Avukatlık ücretinin takdirinde, hukuki yardımın tamamlandığı veya dava sonunda hüküm verildiği tarihte yürürlükte olan tarife esas alınır.” düzenlemesi yer almakta olup; açık yasal düzenleme karşısında, 6183 sayılı Yasanın uygulanmasından kaynaklanan davada, mahkeme için öngörülen maktu vekalet ücretine hükmedilmesi gereğinin gözetilmemiş olması;
4-6183 sayılı yasanın 58. maddesi, “İtirazında tamamen veya kısmen haksız çıkan borçludan, hakkındaki itirazın reddolunduğu miktardaki amme alacağı %10 zamla tahsil edilir.” Düzenlemesini içermekte olup; davacının itirazının reddine karar verildiği halde, kurumun yanıt dilekçesinde de dile getirilen bu istem yönünden hüküm kurulmamış olması; usul ve yasaya aykırı olup bozma nedenidir.
O halde, taraflar vekillerinin bu yönleri amaçlayan temyiz itirazları kabul edilmeli ve hüküm bozulmalıdır.
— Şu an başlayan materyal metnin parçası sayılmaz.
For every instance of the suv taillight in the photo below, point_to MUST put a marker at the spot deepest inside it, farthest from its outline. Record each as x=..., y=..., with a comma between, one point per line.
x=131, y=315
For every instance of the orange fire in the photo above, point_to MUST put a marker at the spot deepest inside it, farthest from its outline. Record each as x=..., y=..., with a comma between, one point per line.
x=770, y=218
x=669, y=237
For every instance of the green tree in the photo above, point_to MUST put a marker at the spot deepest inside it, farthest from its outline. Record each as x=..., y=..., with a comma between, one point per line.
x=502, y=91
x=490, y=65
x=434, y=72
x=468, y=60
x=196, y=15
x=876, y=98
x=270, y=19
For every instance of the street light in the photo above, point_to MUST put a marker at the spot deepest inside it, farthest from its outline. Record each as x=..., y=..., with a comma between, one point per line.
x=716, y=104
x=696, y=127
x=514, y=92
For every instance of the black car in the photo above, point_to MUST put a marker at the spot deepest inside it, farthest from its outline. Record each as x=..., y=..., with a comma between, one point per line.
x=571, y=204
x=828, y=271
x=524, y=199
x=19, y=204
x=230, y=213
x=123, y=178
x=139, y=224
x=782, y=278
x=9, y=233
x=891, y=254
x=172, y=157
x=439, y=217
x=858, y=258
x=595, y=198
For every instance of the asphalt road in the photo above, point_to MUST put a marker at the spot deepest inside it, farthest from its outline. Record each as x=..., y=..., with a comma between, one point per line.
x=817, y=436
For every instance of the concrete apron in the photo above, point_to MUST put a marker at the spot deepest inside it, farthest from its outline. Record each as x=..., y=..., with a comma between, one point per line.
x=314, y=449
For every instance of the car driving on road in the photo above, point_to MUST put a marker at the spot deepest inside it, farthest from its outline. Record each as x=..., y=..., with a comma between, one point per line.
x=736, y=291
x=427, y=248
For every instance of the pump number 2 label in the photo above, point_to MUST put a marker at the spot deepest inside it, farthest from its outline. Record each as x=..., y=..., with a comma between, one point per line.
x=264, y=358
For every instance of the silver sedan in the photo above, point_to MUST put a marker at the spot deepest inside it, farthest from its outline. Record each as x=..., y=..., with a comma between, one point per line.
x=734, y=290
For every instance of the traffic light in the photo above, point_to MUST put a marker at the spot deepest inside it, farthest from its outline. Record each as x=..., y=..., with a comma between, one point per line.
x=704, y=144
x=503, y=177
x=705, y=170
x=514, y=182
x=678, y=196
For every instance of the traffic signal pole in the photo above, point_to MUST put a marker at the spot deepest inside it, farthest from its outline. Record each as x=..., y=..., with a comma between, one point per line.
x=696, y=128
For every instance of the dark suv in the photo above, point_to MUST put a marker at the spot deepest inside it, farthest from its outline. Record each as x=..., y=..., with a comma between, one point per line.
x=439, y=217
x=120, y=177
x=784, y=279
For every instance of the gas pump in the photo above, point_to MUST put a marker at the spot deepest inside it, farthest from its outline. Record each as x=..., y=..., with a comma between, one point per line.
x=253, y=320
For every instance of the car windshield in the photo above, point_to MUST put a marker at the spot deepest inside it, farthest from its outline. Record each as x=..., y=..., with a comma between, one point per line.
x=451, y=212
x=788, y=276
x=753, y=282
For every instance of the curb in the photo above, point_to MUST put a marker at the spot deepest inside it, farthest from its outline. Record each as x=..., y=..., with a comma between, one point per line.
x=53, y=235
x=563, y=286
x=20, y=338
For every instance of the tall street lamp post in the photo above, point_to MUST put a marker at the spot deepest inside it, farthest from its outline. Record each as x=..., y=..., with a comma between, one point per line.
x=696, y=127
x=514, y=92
SONUÇ: Temyiz edilen hükmün yukarıda açıklanan nedenlerle BOZULMASINA, davacılar avukatı yararına takdir edilen 750,00 lira duruşma avukatlık parasının davalıya, davalı avukatı yararına takdir edilen 750,00 lira duruşma avukatlık parasının davacılara yükletilmesine, temyiz harcının istek hâlinde davacılara iadesine, 26.10.2010 gününde oybirliğiyle karar verildi.